COLUMN: Hasie's legacy still honored by Tigers

Monday, December 30, 2013
DePauw's players all wore their warmup shirts tucked in prior to the Amy Hasbrook Memorial Tournament games in memory of the university's former player. (Banner Graphic/GRANT WIEMAN)

Amy Hasbrook graduated from DePauw in 2000, but while her career records have been surpassed and the team has reached unprecedented heights since her era ended, Hasbrook remains an important part of the top Division III women's basketball program in the country.

Hasbrook died in a house fire in 2002 but her impact on the Tigers' coaching staff and program has only grown in the years since. The Amy Hasbrook Memorial Tournament began in 2004 and has helped DePauw kick in the New Year since 2008-09.

"I know Amy Hasbrook was a huge part of the DePauw women's basketball team," DePauw junior Savannah Trees said Monday after winning MVP at this season's event. "It's great to be able to win it for her and (in memory) of everything she's done for DePauw."

The Tigers wore commemorative warmup shirts with Hasbrook's name and No. 34 scrolled on the back and every member of the roster had the shirt tucked in to her shorts, just as Hasie did during her playing days.

The number 34 has significance beyond just Hasbrook's tournament.
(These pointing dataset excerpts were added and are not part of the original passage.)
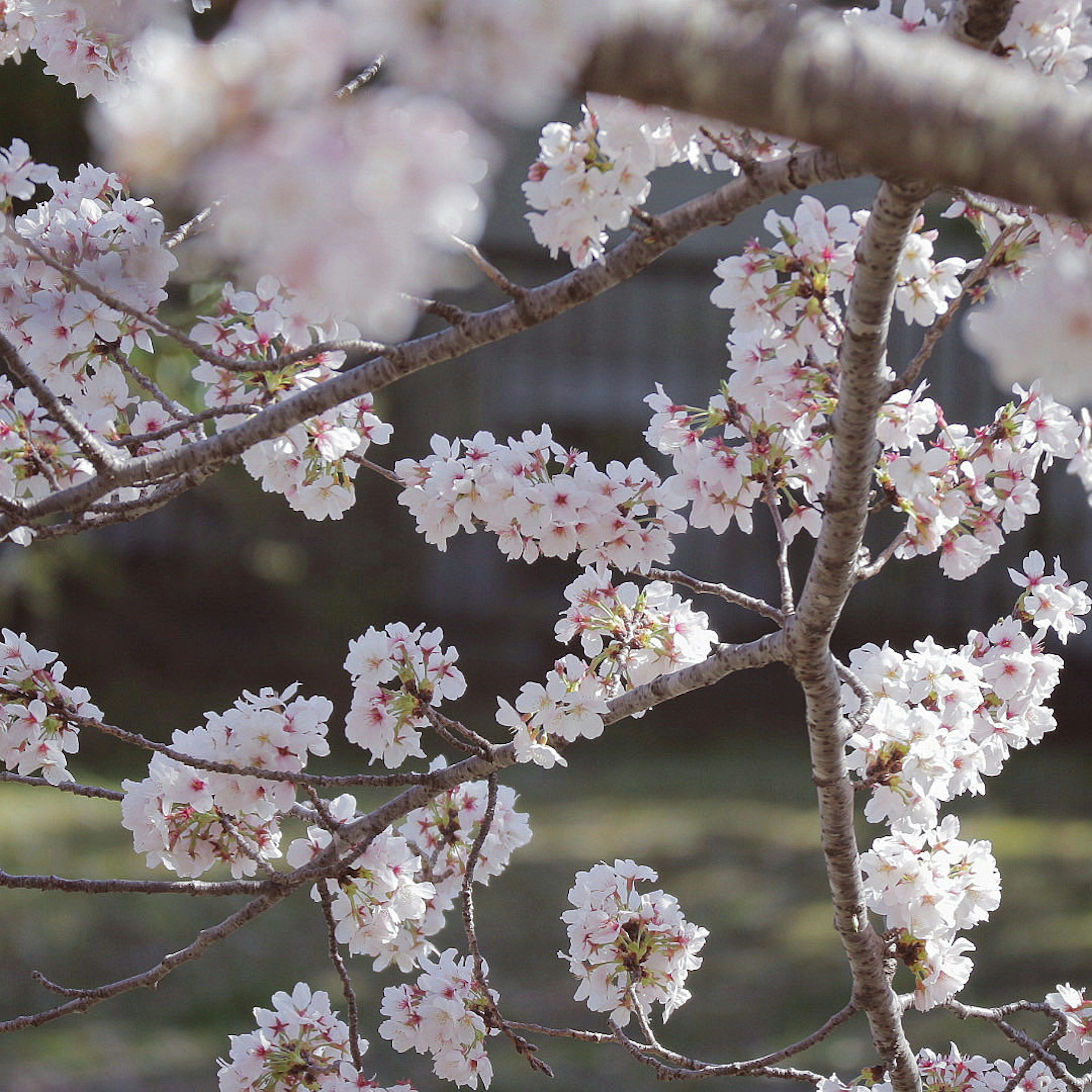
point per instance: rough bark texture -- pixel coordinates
(911, 106)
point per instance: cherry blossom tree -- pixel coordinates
(378, 116)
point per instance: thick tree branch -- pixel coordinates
(918, 106)
(830, 579)
(531, 308)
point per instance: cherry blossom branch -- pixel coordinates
(683, 1068)
(382, 780)
(723, 1070)
(935, 332)
(138, 887)
(336, 958)
(867, 572)
(176, 410)
(362, 80)
(785, 577)
(830, 579)
(375, 468)
(468, 888)
(539, 305)
(102, 458)
(507, 287)
(997, 1016)
(194, 226)
(65, 787)
(943, 111)
(84, 1000)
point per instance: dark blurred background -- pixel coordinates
(228, 589)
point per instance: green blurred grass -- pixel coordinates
(730, 828)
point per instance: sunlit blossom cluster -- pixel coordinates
(36, 733)
(378, 899)
(963, 491)
(928, 885)
(1053, 38)
(397, 673)
(300, 1044)
(629, 949)
(943, 720)
(396, 895)
(444, 1014)
(1076, 1010)
(589, 178)
(541, 500)
(569, 706)
(244, 122)
(445, 830)
(191, 819)
(313, 464)
(957, 1073)
(767, 434)
(68, 334)
(1041, 322)
(633, 635)
(88, 44)
(630, 635)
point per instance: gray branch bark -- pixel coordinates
(912, 106)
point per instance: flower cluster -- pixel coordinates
(589, 178)
(300, 1045)
(191, 819)
(36, 732)
(1039, 322)
(540, 500)
(1076, 1010)
(629, 950)
(68, 334)
(954, 1073)
(569, 706)
(444, 1014)
(1053, 38)
(246, 121)
(88, 44)
(942, 720)
(966, 491)
(768, 431)
(378, 903)
(386, 719)
(445, 830)
(928, 885)
(312, 464)
(633, 635)
(444, 833)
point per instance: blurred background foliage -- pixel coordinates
(229, 590)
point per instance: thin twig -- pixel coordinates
(867, 572)
(375, 468)
(65, 787)
(785, 577)
(362, 79)
(249, 888)
(88, 998)
(102, 458)
(935, 332)
(339, 965)
(191, 228)
(507, 287)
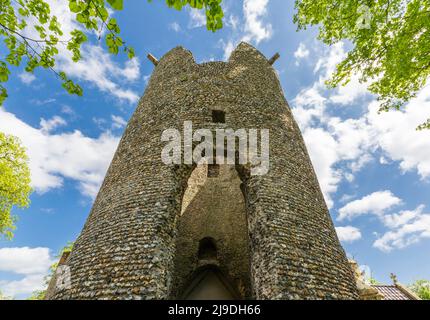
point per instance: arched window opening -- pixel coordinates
(207, 249)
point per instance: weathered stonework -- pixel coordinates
(134, 244)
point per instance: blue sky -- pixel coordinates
(374, 169)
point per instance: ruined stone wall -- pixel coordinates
(217, 211)
(127, 247)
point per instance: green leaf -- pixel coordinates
(116, 4)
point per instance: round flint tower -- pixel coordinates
(160, 231)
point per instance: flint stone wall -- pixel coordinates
(127, 247)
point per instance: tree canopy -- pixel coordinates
(390, 39)
(40, 294)
(14, 181)
(39, 43)
(421, 288)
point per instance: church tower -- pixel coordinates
(160, 231)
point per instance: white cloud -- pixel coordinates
(376, 203)
(48, 125)
(396, 220)
(322, 151)
(348, 234)
(118, 122)
(54, 157)
(32, 263)
(27, 77)
(256, 30)
(97, 67)
(175, 27)
(411, 227)
(25, 260)
(197, 18)
(398, 138)
(301, 53)
(358, 141)
(24, 286)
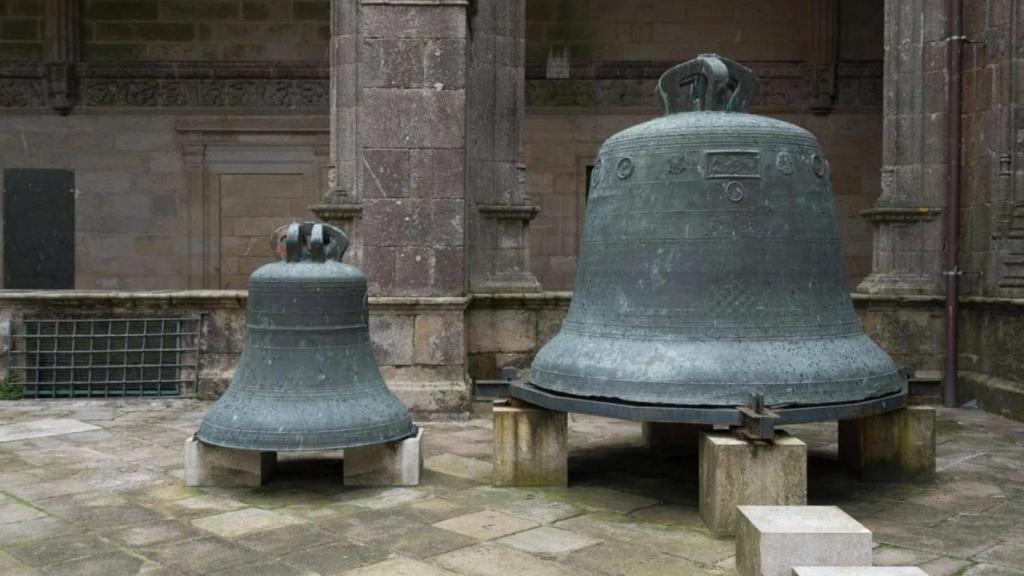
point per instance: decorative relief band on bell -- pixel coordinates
(733, 164)
(818, 165)
(677, 164)
(734, 191)
(625, 169)
(784, 163)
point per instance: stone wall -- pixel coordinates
(205, 30)
(145, 186)
(20, 31)
(420, 343)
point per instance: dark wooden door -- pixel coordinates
(38, 229)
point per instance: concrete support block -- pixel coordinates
(212, 465)
(859, 571)
(675, 438)
(893, 447)
(530, 446)
(735, 471)
(393, 463)
(771, 540)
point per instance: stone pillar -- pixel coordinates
(530, 446)
(398, 112)
(735, 471)
(212, 465)
(683, 440)
(500, 211)
(392, 463)
(893, 447)
(907, 245)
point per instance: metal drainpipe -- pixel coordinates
(951, 264)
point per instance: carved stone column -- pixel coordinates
(62, 53)
(500, 210)
(907, 247)
(398, 91)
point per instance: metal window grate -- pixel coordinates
(105, 357)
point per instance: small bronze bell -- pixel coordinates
(711, 265)
(307, 378)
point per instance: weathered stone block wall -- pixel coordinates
(420, 344)
(205, 30)
(509, 329)
(129, 202)
(140, 193)
(611, 30)
(22, 31)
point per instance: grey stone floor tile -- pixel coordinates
(201, 557)
(691, 544)
(333, 560)
(11, 567)
(59, 549)
(152, 534)
(288, 539)
(108, 564)
(32, 530)
(621, 559)
(495, 560)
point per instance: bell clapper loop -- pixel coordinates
(708, 83)
(293, 243)
(316, 243)
(309, 241)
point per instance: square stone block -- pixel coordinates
(530, 446)
(894, 447)
(212, 465)
(393, 463)
(859, 571)
(736, 471)
(771, 540)
(678, 439)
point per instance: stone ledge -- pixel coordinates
(994, 395)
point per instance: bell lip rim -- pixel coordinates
(416, 430)
(725, 415)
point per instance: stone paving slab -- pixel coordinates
(41, 428)
(111, 500)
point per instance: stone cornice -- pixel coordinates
(237, 298)
(509, 212)
(899, 214)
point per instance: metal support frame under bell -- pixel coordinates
(757, 422)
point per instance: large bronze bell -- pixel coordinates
(307, 378)
(711, 266)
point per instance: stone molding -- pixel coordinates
(509, 212)
(899, 214)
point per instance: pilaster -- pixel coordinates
(907, 246)
(500, 209)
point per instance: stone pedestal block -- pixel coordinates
(213, 465)
(530, 446)
(394, 463)
(896, 446)
(675, 438)
(735, 471)
(771, 540)
(860, 571)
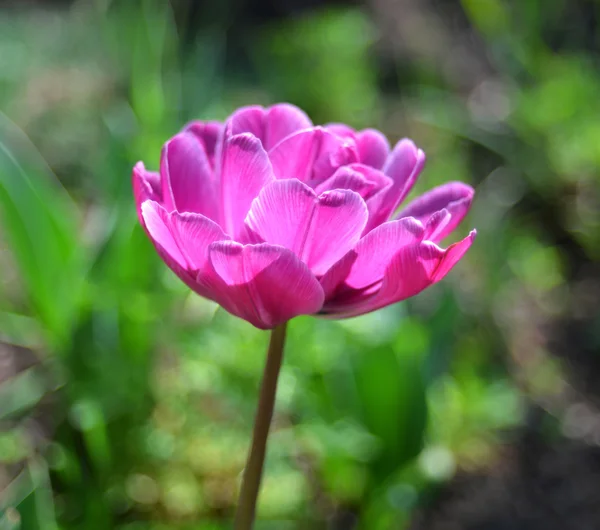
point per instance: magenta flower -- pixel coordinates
(272, 217)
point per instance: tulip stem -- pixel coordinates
(244, 516)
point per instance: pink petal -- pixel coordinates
(182, 241)
(454, 197)
(281, 121)
(360, 178)
(311, 155)
(403, 166)
(411, 270)
(188, 183)
(373, 148)
(318, 229)
(342, 130)
(264, 284)
(245, 170)
(372, 255)
(146, 186)
(208, 133)
(270, 125)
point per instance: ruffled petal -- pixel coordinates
(373, 148)
(188, 183)
(403, 166)
(311, 155)
(453, 197)
(360, 178)
(264, 284)
(208, 133)
(182, 240)
(365, 265)
(412, 269)
(319, 229)
(245, 170)
(146, 186)
(270, 125)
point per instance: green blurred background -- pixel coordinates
(127, 403)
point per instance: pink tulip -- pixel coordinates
(272, 217)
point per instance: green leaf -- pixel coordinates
(41, 225)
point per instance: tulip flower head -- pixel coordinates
(272, 217)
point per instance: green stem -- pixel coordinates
(244, 516)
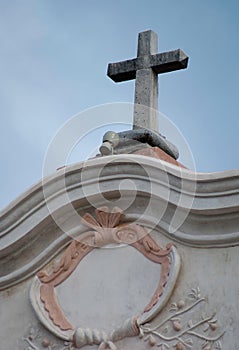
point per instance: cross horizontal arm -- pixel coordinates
(160, 63)
(168, 61)
(122, 71)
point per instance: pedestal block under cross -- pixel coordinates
(145, 69)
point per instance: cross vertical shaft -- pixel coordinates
(145, 69)
(146, 84)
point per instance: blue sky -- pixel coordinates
(54, 56)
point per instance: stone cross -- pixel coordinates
(145, 69)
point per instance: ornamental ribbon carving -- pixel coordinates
(105, 228)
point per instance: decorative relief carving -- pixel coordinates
(185, 327)
(35, 340)
(105, 229)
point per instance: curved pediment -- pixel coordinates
(191, 208)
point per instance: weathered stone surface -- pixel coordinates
(207, 242)
(145, 69)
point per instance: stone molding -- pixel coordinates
(29, 233)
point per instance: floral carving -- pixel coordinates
(180, 331)
(105, 228)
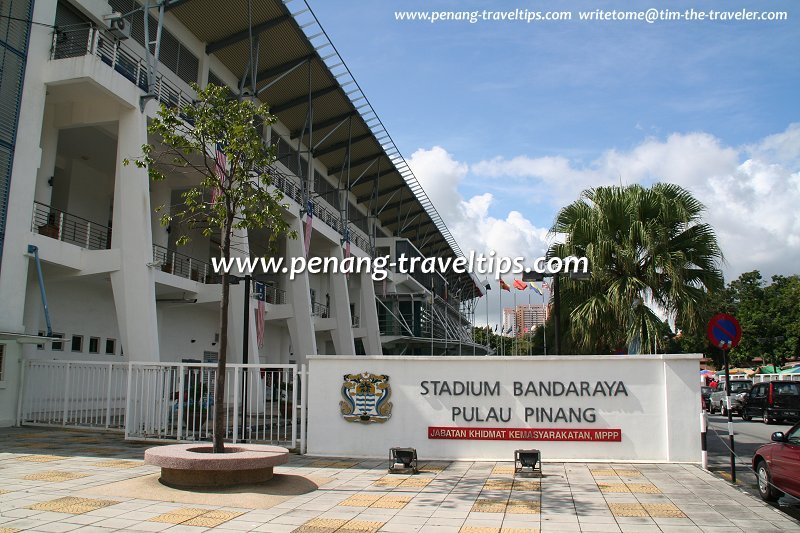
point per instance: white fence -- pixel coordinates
(166, 401)
(761, 378)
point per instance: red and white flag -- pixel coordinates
(309, 224)
(260, 324)
(220, 167)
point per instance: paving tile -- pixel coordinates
(40, 458)
(627, 509)
(117, 464)
(55, 476)
(72, 505)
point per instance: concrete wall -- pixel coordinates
(657, 414)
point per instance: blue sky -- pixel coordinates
(515, 119)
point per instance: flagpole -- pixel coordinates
(515, 342)
(502, 323)
(528, 333)
(544, 324)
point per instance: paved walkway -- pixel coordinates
(57, 480)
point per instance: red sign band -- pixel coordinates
(538, 434)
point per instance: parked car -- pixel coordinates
(739, 388)
(705, 394)
(777, 465)
(773, 401)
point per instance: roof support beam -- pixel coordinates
(172, 4)
(245, 34)
(283, 67)
(354, 164)
(324, 123)
(294, 102)
(381, 192)
(340, 145)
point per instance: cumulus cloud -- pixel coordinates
(469, 219)
(750, 192)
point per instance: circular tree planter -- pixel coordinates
(195, 466)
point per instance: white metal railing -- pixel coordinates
(185, 266)
(166, 401)
(761, 378)
(76, 394)
(66, 227)
(82, 39)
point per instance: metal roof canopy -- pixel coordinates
(294, 55)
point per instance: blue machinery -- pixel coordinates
(35, 251)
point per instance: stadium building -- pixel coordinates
(80, 79)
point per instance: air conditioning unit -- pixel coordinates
(120, 28)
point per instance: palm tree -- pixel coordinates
(649, 253)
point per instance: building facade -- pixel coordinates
(524, 319)
(117, 286)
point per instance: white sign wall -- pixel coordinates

Four players have worn the number since Hasie--Colleen Powers from 2001-2005, Andrea Travelstead from 2005-2009, Kathleen Molloy from 2009-2013 and freshman Taylor Howard this year--and each has had to carry the Hasie legacy.

Molloy embraced the tradition, removing her jersey after milestone wins last year and displaying it for photos in the memory of a player she'd never met.

DePauw players don't generally choose their own numbers, partly because of a limited supply -- the Tigers don't have any single-digits or numbers in the 50s, so there's a maximum of 24 for the roster of 20 -- and partly because assistant coach Mary Smith assigns them with players in mind.

Howard, a defensive-minded forward, drew the Hasbrook assignment this fall. It didn't take long for her to understand the history. She first heard about Hasbrook soon after being assigned her number.

"I didn't hear the full story until a couple of weeks after," Howard said. "I was like, who is Amy Hasbrook? ... One of the girls told me the story."

Howard said after finding out about Hasie and the history, the number seemed more like an opportunity than a burden, one that she embraced.

"I don't even think it's because I have her number," Howard said. "When you hear about her legacy, it just makes you want to play like that, just because she was a hard-worker in general."

Senior Alison Stephens is one of the players who is now passing on some of the Hasbrook legends.

Stephens heard about Hasbrook when she first started at DePauw nearly four seasons ago, and she has passed it along.

"As a freshman, she didn't play a minute," Stephens said. "Her sophomore year, they couldn't keep her off the court because she was such a good boarder."

That passion, work ethic and will to improve is part turned Hasbrook into a star for the Tigers. She finished her career as the school's leader in field goal percentage (65.2) and is fifth in career rebounds with 682.

She also went from watching from the bench as a freshman to become an all-conference player as a senior. For the talented current roster, playing in the Amy Hasbrook Memorial Tournament is a reminder that mixing in some of Hasbrook's talents is another part of what it takes to win.

It also shows that hard work is not forgotten.